I have spent so much money at different luxury stores (Chanel and LV specifically). LV is notorious for rude salespeople and even if I’ve spent 10K at the store, I can’t get anyone to return a call to help me with a purchase. Denver and Las Vegas stores are the worst. That being said, I do not waste time when I come into these stores, I am specific with what I am looking for and 99% of the time, I follow through with a purchase. I think SA’s could be a little nicer as well.

Annie
Annie
8 months ago
Reply to  ZSG

I live in Denver and have shopped at the LV in Cherry Creek Mall for years. I’m confused what you mean by “Denver…”is” the worst”. I have never received poor service and actually the S.A.’s have been extremely professional, courteous and kind. I’m curious about your experience if you’d like to share. 😊

JES
JES
8 months ago

There are a lot of opinions about working retail and I’m wondering how many of the people stating those opinions have actually worked high-end retail on the sales floor for any length of time. A question was raised about SAs being held accountable and the legalities of intervening in a theft. The issue isn’t about intervening. Every retailer I’ve worked for as a SA has a strict policy about not intervening.
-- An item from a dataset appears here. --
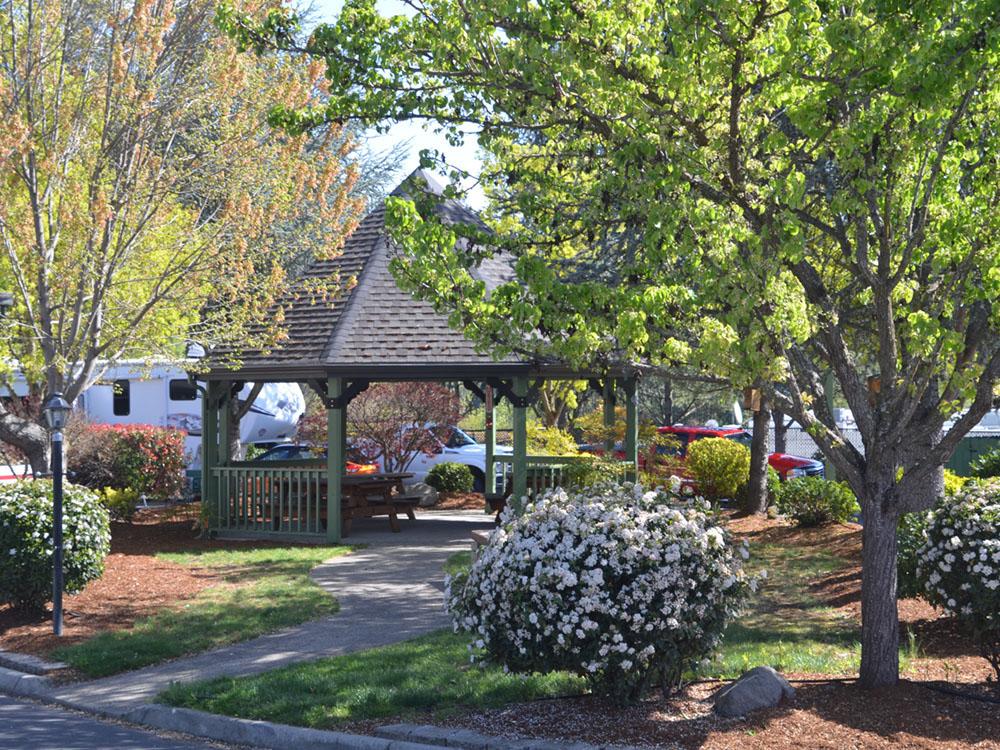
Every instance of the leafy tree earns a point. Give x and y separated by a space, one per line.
775 190
145 201
395 422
The issue is about being watchful and attentive so that the theft is prevented altogether. If a theft occurs, the assumpition is that the SA wasn’t doing thier job and can be (and are often) fired. This practice is frequently unfair and unreasonable. Theives typically work in teams and send in multiple distractors who divert the SAs attention, and the mechanisms used to hide product are quite elaborate. I worked my way through college as a SA for various high-end and luxury brands and I can say that everything the author wrote is in fact true, although I agree that experiences seem to have been combined from more than one brand. As with anything, the people make the difference. Some are kind and pleasant, regardless of how they’re dressed, and others not so much.

Yazi
Yazi
8 months ago

I hate to say it but the way you dress certainly matters in how you’re treated, even if you smile and are polite to the staff.